Bien sûr, il y a quelques inconvénients : l’économie a récemment connu une période de stagnation, le chômage atteint un niveau inquiétant de 9,4 % et la Suède a l’un des taux d’endettement des ménages les plus élevés d’Europe. Mais l’environnement des affaires est sain, surtout lorsqu’il s’agit d’affaires interentreprises. La Suède possède un paysage commercial diversifié : le plus grand nombre de licornes par habitant en Europe, avec des succès notables comme Spotify, mais aussi un secteur manufacturier et d'ingénierie sain. Beaucoup de ces entreprises établies prospèrent grâce à la demande croissante de parcs de serveurs et d'équipements militaires…

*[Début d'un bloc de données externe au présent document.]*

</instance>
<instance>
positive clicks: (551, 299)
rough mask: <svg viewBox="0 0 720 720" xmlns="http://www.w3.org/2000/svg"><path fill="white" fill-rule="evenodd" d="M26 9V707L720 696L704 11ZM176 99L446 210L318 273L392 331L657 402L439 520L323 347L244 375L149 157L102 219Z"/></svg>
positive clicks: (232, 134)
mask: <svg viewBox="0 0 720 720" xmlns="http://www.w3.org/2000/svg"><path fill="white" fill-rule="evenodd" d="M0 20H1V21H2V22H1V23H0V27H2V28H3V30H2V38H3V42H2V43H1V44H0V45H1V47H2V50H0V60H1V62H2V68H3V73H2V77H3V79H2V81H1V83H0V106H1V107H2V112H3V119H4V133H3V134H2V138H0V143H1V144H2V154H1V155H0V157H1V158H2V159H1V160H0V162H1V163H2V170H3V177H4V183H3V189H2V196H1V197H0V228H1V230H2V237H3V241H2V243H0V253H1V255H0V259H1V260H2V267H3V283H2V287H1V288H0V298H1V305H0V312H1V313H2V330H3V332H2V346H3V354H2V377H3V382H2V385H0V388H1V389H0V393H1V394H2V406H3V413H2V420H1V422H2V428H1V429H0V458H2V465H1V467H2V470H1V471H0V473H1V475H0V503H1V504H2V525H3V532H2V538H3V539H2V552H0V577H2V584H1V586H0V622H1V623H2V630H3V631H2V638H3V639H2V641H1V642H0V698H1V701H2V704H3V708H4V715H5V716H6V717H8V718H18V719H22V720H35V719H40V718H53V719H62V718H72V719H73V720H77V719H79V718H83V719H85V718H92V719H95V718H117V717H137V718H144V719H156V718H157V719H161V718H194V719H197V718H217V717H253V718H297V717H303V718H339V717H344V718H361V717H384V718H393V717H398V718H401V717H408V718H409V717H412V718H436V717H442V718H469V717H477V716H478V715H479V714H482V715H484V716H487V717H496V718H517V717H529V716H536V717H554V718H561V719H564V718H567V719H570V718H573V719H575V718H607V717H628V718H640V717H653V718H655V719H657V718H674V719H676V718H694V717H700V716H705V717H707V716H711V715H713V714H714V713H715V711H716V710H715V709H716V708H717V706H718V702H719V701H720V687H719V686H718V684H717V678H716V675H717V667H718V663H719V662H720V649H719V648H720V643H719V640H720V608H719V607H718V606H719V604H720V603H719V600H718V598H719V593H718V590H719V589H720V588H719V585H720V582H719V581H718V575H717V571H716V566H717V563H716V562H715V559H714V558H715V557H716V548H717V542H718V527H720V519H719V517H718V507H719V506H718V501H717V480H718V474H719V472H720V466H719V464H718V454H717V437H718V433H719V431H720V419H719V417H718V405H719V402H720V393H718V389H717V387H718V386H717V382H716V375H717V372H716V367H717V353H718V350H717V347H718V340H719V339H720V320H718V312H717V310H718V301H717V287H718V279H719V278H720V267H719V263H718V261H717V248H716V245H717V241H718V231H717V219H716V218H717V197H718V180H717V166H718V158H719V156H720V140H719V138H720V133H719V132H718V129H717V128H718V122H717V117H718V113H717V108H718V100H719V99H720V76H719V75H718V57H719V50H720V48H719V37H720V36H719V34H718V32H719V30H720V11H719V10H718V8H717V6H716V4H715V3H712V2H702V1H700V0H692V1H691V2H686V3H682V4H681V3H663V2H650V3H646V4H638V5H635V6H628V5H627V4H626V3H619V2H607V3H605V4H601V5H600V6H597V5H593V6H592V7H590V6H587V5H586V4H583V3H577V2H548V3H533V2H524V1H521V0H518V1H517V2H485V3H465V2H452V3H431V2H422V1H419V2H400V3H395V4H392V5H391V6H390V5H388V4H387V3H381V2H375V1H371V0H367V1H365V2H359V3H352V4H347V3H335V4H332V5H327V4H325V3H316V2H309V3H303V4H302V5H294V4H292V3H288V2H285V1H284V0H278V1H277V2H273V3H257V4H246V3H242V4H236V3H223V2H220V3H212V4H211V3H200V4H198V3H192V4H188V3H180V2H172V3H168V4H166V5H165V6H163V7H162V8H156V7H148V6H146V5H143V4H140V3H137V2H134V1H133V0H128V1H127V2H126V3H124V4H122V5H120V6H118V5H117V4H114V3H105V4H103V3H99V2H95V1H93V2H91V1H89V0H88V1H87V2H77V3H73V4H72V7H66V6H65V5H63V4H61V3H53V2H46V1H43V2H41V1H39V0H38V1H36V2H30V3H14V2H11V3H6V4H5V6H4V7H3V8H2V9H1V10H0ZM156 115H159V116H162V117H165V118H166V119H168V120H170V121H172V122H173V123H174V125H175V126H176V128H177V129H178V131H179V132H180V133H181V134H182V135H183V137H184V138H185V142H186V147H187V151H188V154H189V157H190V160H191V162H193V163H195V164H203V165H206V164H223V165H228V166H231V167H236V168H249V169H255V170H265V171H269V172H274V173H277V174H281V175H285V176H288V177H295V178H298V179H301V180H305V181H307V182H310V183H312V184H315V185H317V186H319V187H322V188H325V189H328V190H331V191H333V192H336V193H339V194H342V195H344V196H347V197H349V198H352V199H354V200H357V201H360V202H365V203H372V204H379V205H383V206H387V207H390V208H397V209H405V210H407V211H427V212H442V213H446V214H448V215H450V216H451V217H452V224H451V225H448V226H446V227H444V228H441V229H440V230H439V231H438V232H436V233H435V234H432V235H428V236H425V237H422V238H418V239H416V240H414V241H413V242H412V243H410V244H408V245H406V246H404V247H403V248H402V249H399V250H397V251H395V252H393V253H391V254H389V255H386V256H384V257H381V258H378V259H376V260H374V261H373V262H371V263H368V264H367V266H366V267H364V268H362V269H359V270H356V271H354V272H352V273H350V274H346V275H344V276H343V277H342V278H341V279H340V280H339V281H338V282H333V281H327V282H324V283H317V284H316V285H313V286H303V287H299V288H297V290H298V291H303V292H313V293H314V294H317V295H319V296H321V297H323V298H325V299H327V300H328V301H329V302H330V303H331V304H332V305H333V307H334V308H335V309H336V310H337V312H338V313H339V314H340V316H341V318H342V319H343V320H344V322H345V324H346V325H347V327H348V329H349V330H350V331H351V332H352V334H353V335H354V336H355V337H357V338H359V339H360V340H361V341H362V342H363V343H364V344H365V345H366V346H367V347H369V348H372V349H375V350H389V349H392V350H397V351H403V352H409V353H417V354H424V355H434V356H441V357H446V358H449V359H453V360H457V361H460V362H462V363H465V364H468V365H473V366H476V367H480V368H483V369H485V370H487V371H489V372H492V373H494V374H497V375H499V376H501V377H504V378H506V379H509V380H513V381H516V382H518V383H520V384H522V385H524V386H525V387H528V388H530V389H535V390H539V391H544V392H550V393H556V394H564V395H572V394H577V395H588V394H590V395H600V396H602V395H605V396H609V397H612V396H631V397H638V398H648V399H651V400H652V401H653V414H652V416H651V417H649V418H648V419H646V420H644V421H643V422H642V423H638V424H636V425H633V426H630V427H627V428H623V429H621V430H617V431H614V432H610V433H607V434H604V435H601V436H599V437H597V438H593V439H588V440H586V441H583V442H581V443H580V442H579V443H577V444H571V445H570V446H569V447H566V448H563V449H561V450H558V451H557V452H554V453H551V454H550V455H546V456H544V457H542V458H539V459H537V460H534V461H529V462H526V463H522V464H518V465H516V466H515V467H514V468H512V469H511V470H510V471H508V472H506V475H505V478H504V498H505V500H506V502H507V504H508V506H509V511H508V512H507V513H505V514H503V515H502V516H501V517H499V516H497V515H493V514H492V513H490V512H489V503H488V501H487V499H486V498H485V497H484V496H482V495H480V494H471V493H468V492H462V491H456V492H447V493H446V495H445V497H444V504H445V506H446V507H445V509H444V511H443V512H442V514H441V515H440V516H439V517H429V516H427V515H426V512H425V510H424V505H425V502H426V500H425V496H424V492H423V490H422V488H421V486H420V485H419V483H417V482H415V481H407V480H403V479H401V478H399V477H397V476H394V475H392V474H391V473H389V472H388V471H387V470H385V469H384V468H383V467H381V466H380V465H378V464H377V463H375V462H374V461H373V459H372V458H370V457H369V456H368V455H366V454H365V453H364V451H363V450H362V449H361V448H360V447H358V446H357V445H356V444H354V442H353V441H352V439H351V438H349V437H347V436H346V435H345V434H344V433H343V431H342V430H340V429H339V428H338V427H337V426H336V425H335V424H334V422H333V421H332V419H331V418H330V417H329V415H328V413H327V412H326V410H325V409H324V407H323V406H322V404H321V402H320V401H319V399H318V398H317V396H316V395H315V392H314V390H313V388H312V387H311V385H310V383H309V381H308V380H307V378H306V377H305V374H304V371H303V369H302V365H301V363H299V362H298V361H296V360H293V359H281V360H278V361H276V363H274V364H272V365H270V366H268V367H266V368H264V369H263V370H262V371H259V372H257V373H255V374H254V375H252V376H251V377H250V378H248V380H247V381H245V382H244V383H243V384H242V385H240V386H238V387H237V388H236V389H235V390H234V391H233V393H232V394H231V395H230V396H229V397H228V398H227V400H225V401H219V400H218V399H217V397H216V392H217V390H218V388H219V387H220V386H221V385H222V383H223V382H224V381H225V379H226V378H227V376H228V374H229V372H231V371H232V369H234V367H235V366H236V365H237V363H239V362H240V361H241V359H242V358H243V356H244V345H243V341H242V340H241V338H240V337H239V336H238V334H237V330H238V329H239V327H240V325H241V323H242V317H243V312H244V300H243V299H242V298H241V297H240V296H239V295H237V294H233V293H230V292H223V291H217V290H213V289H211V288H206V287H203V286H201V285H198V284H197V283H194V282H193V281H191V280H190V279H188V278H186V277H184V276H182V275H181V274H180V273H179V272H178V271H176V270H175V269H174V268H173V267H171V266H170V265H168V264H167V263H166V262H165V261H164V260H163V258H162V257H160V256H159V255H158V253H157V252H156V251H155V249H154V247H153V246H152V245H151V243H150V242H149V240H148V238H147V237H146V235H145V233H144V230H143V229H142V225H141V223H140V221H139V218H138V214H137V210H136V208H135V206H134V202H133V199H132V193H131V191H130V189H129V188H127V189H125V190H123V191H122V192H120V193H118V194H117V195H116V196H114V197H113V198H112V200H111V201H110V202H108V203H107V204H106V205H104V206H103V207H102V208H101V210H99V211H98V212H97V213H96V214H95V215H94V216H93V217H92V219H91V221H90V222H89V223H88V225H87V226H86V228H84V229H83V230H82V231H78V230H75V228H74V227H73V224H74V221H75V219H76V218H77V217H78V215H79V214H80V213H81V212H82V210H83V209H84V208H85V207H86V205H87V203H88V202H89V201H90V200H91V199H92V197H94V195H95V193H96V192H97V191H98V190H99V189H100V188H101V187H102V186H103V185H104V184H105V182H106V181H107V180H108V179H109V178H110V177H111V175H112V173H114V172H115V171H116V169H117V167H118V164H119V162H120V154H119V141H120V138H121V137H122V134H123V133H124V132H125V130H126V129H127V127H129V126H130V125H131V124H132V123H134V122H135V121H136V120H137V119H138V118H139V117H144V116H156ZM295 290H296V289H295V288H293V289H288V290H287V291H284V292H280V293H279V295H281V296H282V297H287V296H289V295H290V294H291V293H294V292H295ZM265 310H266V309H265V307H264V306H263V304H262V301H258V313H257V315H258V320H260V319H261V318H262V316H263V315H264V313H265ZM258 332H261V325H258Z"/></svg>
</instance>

La Suède a récemment connu sa première émigration nette depuis 50 ans, grâce à un salaire minimum plus élevé pour les visas de travail, à des tests de citoyenneté plus stricts et, ce qui est le plus controversé, à des allocations financières allant jusqu'à 37 000 dollars pour les réfugiés qui partent volontairement. Il a également réalisé des progrès dans la lutte contre les crimes violents dans les banlieues à forte population immigrante, en augmentant le nombre de policiers et en renforçant le droit pénal, notamment en élargissant les pouvoirs d'interpellation et de fouille et en abaissant l'âge de la responsabilité pénale à 14 ans. Les fusillades ont chuté de 63 %, passant de 390 en 2022 à 147 à la fin de 2025.